Kamis, 02 Januari 2014

Tafsir Ayat-ayat Global

A.    PENDAHULUAN
Tak bisa kita pungkiri bahwa tafsir Rasulullah merupakan sebuah kajian yang memiliki bobot ilmiyah yang tinggi. Tafsir Rasulullah sebenarnya merupakan embiro karya-karya tafsir para ulama’ Islam.
Dari sekian banyak karya tafsir ulama’ Islam, ternyata tidak ada satu pun yang lepas sama sekali dari unsur tafsir Rasulullah. Hal ini sudah cukup menjadi panduan dan pedoman bagi para mufassirin di dalam membedah kandungan al-Qur’an.

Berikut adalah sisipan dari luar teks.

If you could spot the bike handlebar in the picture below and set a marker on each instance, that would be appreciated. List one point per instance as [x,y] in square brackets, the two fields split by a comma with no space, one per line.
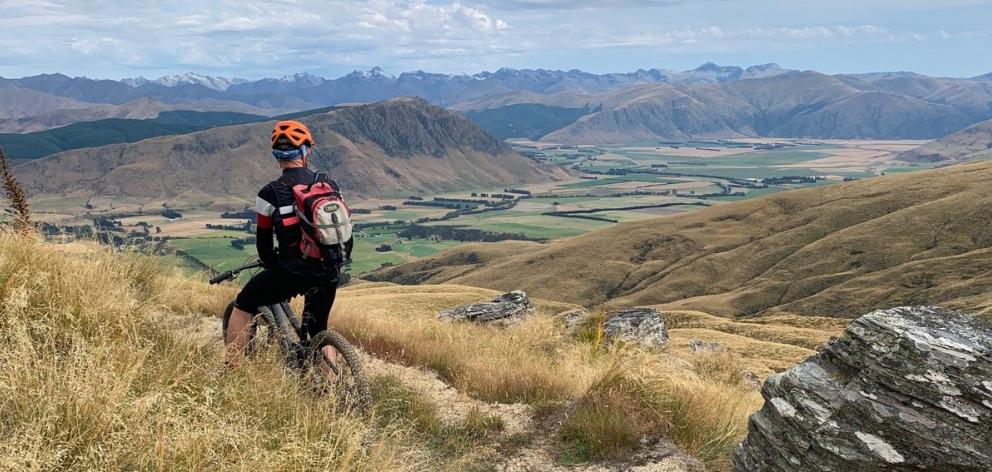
[234,272]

Dan dalam makalah ini akan kami sebutkan sebagian ayat yang dijelaskan oleh Nabi saw.

B.     PEMBAHASAN
1.      Tafshil al-Mujmal (Merinci Ayat-ayat yang Bersifat Global)
Rasulullah menjelaskan ayat-ayat yang masih bersifat global, di antaranya adalah:
­  Ada seseorang yang bertanya kepada Rasulullah, “Bagaimana menurut Anda tentang firman Allah dalam Surah al-Hijr: ayat 90:
كَمَا اَنْزَلْنَا عَلَى الْمُقْتَسِمِيْنَ . [ الحجر : 90]
“Sebagaimana (Kami telah memberi peringatan), Kami telah menurunkan (adzab) kepada orang-orang yang membagi-bagi (Kitab Allah)”.

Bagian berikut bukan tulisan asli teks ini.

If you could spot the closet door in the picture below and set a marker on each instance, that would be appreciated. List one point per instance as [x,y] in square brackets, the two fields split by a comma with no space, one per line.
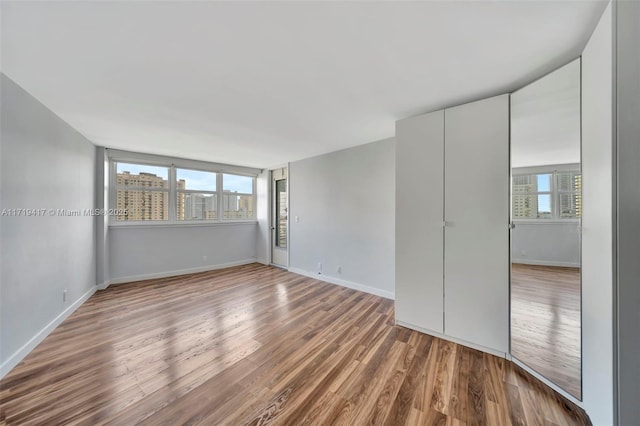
[476,254]
[419,210]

Rasulullah bersabda: “Yang dimaksud ayat tersebut adalah orang-orang Yahudi dan Nashrani”. Lelaki itu kembali bertanya: “Bagaimana pendapat Anda tentang firman Allah:
الَّذِيْنَ جَعَلُواالْقُرْآنَ عِضِيْنَ . [ الحجر :91] 
“Yaitu orang-orang yang telah menjadikan al-Qur’an itu ‘idhiin”. Apakah yang dimaksud ‘idhiin itu?”. Rasulullah bersabda: “Yang dimaksud ‘idhiin adalah orang yang beriman kepada sebagian dan kufur pada sebagian.[1]
­  Dalam firman Allah Surah at-Taubah: ayat 36:
اِنَّ عِدَّةَ الشُّهُوْرِعِنْداللهِ اثْنَاعَشَرَ شَهْرًا فِى كِتَاب اللهِ يَوْمَ خَلَقَ السَّمَاوَاتِ وَالْاَرْضَ مِنْهَا اَرْبَعَةٌ حُرُمٌ . [ التوبة :36]
 “Sesungguhnya bilangan bulan pada sisi Allah ialah dua belas bulan, dalam ketetapan Allah di waktu Dia menciptakan langit dan Bumi, di antaranya empat bulan muharram”.
Di dalam al-Qur’an tidak dijelaskan bulan apa saja yang termasuk empat bulan haram tersebut. Akan tetapi sunnah Rasulullah yang merincinya. Beliau menyebutkan bahwa yang dimaksud dengan bulan haram adalah Dzul Qa’dah, Dzul Hijjah, Muharram dan Rajab.  
­  Dalam firman Allah Surah al-‘Alaq: ayat 1:
إِقْرَأْ بِاسْمِ رَبِّكَ الَّذِيْ خَلَقَ . [ العلق :1]
 “Bacalah dengan (menyebut) nama Tuhanmu yang menciptakan”.
Diriwayatkan dari ‘Aisyah bahwa Rasulullah telah didatangi oleh Malaikat yang berkata: “Bacalah!”. Rasulullah bersabda: “Aku tidak bisa membaca”. Lantas Malaikat itu mendekap Rasulullah untuk kedua kalinya sehingga Beliau merasa sesak. Setelah itu dia melepaskan dekapannya. Malaikat itu kembali berkata: “Bacalah!”. Rasulullah bersabda: “Aku tidak bisa membaca”. Lantas Malaikat mendekap Beliau untuk yang ketiga kalinya sehingga Beliau merasa sesak. Setelah itu ia melepaskan dekapannya. Lantas Malaikat itu berkata: “Bacalah dengan menyebut nama Tuhanmu yang menciptakan”.[2]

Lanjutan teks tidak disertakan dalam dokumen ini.